According to a paper from the American Judges Association, as many as 97 percent of civil cases that are filed are resolved other than by a trial.What is the most common punishment in a civil trial? ›
Civil penalties usually only include civil fines or other financial payments as a remedy for damages. An action seeking a civil penalty can be brought by the government, or by a private party in the shoes of the government.What not to tell a judge? ›
Do Not Exaggerate, Mislead, or State Anything Untrue. It goes without saying that you should never lie to a judge (that is perjury), but you should also avoid exaggerating the facts or misleading the court about any issue. Most judges can sense when a witness is stretching the truth, and they do not appreciate it.What not to say in front of a judge? ›
Never make a definitive statement
Always say "that is all I remember" instead of "That is everything, nothing else," as it leaves room for correction. You can get yourself in trouble this way and make it seem like you were hiding something in your original statement.
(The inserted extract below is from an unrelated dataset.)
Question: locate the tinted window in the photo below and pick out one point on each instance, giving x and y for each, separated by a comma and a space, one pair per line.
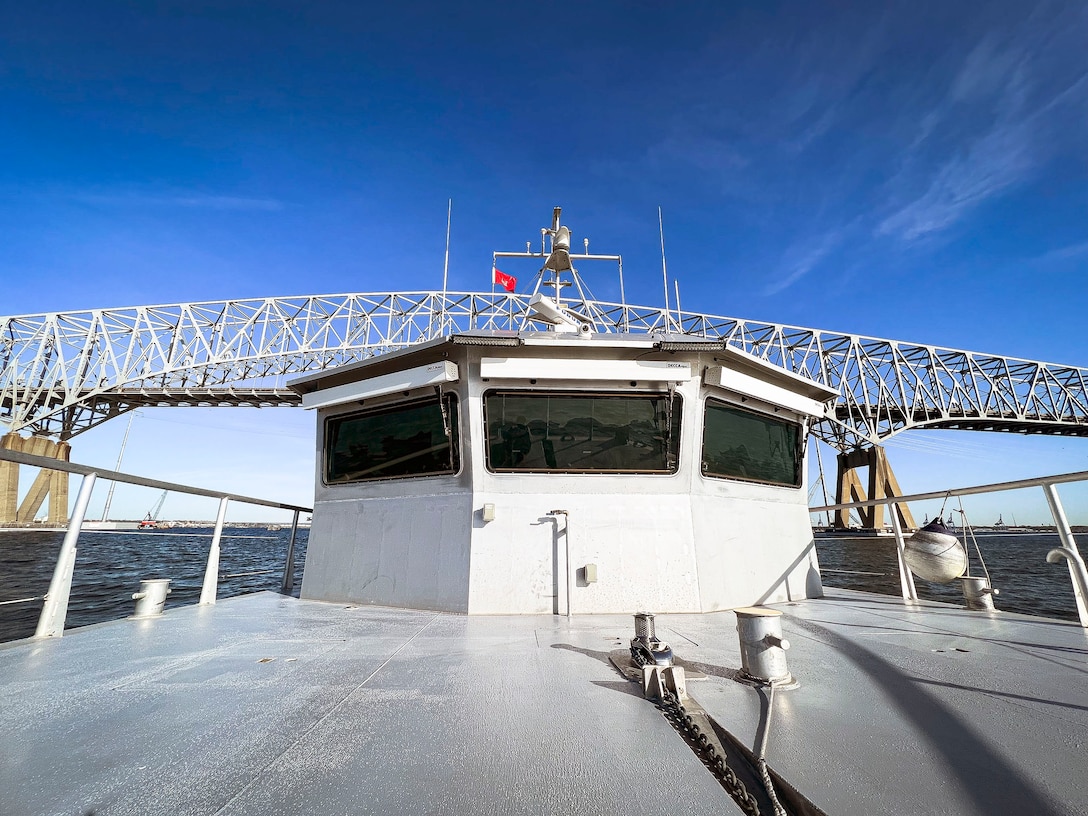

Never, ever say anything you know to be untrue on the stand. Not only did you swear to tell the truth before you started testifying, but any lie you utter can haunt you if the other side figures it out. If they can prove you lied just once, everything you said during your testimony is suspect.
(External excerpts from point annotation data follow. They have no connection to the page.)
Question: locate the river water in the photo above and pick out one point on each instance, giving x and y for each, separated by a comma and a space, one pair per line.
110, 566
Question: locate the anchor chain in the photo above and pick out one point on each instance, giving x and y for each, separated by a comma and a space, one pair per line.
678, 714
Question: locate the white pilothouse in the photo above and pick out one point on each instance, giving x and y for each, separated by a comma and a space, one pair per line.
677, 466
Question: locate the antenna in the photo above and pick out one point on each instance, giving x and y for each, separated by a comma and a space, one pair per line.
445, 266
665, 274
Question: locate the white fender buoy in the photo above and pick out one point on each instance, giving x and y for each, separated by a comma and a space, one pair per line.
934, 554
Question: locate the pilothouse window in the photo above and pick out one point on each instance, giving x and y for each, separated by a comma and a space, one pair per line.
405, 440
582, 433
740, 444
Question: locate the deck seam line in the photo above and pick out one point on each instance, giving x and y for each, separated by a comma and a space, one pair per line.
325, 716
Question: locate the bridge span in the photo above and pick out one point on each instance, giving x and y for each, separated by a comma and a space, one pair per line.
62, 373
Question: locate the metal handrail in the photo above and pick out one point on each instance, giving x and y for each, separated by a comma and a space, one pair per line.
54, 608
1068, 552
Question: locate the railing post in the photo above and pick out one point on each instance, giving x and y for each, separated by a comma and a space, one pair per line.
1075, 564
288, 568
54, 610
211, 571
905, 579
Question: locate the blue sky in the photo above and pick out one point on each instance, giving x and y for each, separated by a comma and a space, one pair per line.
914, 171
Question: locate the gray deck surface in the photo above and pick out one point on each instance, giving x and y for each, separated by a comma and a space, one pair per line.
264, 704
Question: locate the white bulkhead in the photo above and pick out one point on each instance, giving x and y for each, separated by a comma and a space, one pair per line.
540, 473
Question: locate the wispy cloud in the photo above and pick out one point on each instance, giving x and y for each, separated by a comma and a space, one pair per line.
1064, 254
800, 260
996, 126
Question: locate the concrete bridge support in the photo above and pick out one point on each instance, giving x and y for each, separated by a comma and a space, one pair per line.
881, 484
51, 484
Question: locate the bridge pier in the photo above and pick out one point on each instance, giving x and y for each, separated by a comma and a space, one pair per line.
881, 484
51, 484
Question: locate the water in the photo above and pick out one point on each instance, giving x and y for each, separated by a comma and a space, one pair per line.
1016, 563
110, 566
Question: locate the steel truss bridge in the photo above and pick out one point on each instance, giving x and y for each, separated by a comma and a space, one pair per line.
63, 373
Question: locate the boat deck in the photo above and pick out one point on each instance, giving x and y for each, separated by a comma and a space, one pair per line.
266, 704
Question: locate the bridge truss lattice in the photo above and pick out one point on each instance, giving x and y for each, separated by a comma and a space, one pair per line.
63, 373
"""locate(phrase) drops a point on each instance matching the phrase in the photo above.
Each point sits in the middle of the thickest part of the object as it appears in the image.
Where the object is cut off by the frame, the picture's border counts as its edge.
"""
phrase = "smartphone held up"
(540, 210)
You may have heard about how many criminal cases are settled without a trial. It's true, more than 94% of criminal cases are resolved through a plea bargain rather than going to trial.Which person would be involved in a civil case? ›
The person who commences a civil lawsuit is called the plaintiff. The person against whom the suit is brought is the defendant. In some cases, there may be more than one plaintiff or defendant.What are the two sides in a civil case called? ›
parties - Plaintiffs and defendants (petitioners and respondents) to lawsuits, also known as appellants and appellees in appeals, and their lawyers. petit jury (or trial jury) - A group of citizens who hear the evidence presented by both sides at trial and determine the facts in dispute.What are the 4 steps to a trial? ›
- Opening Statements. Every trial proceeds in basically the same way. ...
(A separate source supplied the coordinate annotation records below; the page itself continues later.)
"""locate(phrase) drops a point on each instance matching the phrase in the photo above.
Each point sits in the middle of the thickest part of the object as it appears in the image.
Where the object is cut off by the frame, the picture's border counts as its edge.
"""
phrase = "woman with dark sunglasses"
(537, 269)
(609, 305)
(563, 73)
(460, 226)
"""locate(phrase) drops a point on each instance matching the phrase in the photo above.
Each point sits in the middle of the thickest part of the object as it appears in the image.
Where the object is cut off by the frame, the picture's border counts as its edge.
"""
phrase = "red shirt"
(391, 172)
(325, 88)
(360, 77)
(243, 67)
- Presenting the Prosecution/Plaintiff's Evidence. Opening statements are followed by the case-in-chief. ...
- Presenting the Defense's Evidence. ...
- Closing Arguments. ...
- The Jury's Verdict.
- Initiation of Charges. Prosecutors must filed formal charges in order to initiate a criminal case. ...
- Arraignment. ...
- Pre-Trial Hearings. ...
- Pre-Trial Motions. ...
- Readiness Hearings. ...
- Trial. ...
Which steps in the trial do you feel are most important or determinative of guilt or innocence? The obvious answer to this question is the jury deliberation stage.What are the first 5 steps in a trial? ›
They five stages are as follows: the first appearance, the arraignment, motions, pre-trial conference and trial.